United Nations officials have sized up climate plans from around the globe and warned nations they must "urgently redouble" their efforts, or the world will fail to meet the Paris Agreement's goal of limiting global warming.

The Paris Agreement’s target is to limit the global average temperature increase to less than 2 degrees Celsius — ideally 1.5 degrees Celsius — by 2100 compared with pre-industrial levels.

On Friday, the UN's Framework Convention on Climate Change (UNFCCC) published its NDC Synthesis report about climate action plans as communicated by countries’ Nationally Determined Contributions (NDC).

The UN acknowledged some alarming findings. The available climate plans of all 191 parties together imply a sizeable increase of about 16% in global greenhouse gas emissions in 2030 compared to 2010.

Such an increase — unless actions are taken immediately — may lead to a temperature rise of about 2.7 degrees Celsius by the end of the century, according to the latest Intergovernmental Panel on Climate Change (IPCC) findings.

“The 16% increase is a huge cause of concern," said Patricia Espinosa, executive secretary of UNFCCC.

"It is in sharp contrast with the calls by science for rapid, sustained and large-scale emission reductions to prevent the most severe climate consequences and suffering, especially of the most vulnerable, throughout the world.

“We need to peak emissions as soon as possible before 2030 and to support developing countries in building up climate resilience," she said.

Time to deliver

Wealthier nations pledged more than a decade ago to mobilise $100 billion annually by 2020 to enhance climate action by developing countries, but they have not yet fulfilled this vital commitment, Espinosa pointed out.

“It’s time to deliver — COP26 is the place to do so," she said.

"Developing countries need this support in order to act as ambitiously as possible.”

The synthesis report was requested by parties to the Paris Agreement to help them assess progress of climate action ahead of the UN's COP26 climate summit this November in Glasgow.

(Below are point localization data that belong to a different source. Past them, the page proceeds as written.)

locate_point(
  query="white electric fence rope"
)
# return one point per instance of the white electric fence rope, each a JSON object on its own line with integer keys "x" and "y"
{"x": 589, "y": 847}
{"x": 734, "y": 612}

The report includes the latest information from all 191 parties' contributions to the Paris Agreement based on their latest plans available in the interim NDC registry as of 30 July, including from 86 updated or new plans submitted by 113 parties. The new or updated climate plans cover about 59% of parties to the Paris Agreement and account for about 49% of global greenhouse gas emissions.

For those with new or updated plans, greenhouse gas emissions are projected to fall by 12% in 2030 compared to 2010. The UN called this an important step towards the required reductions identified by the IPCC, which estimated that limiting global average temperature increases to 1.5 degrees Celsius needs a 45% reduction in carbon dioxide emissions by 2030, or a 25% reduction over the same period to limit warming to 2 degrees Celsius.

Progress by some

In the group with new or updated climate plans, 70 countries indicated carbon neutrality goals by around the middle of the century. These goals could lead to even greater emissions reductions of about 26% by 2030, compared to 2010.

“The synthesis shows that countries are making progress towards the Paris Agreement’s temperature goals," Espinosa said.

"This means that the in-built mechanism set up by the Paris Agreement to allow for a gradual increase of ambition is working.”

A sizeable number of planned contributions from developing countries contain conditional commitments to reduce emissions, which can only be implemented with access to enhanced financial resources and other support. Full implementation could allow for global emissions to peak by 2030, the report suggests.

Ahead of COP26, the UN will issue an update on 25 October that will cover all nations' climate plans submitted on or before 12 October.

Espinosa called for stepped up ambition in revising those contribution plans ahead of the Glasgow gathering.

“This report is clear: Ambitious climate action can avoid the most devastating effects of climate change, but only if all nations act together," said Alok Sharma, incoming COP26 president.

Action is needed, especially from the biggest economies, to avoid the efforts so far from being made in vain, he said.

The latest new or updated climate plans show a marked improvement in the quality of information presented, for both mitigation and adaptation, the UN noted.

COP25 president Carolina Schmidt called explicitly for the major emitters to deliver their commitments "so that together we can prevent the temperature from rising more than 1.5 degrees Celsius".

"The IPCC report shows us that we can achieve it, but only if we are all working decisively in the same direction,” she said.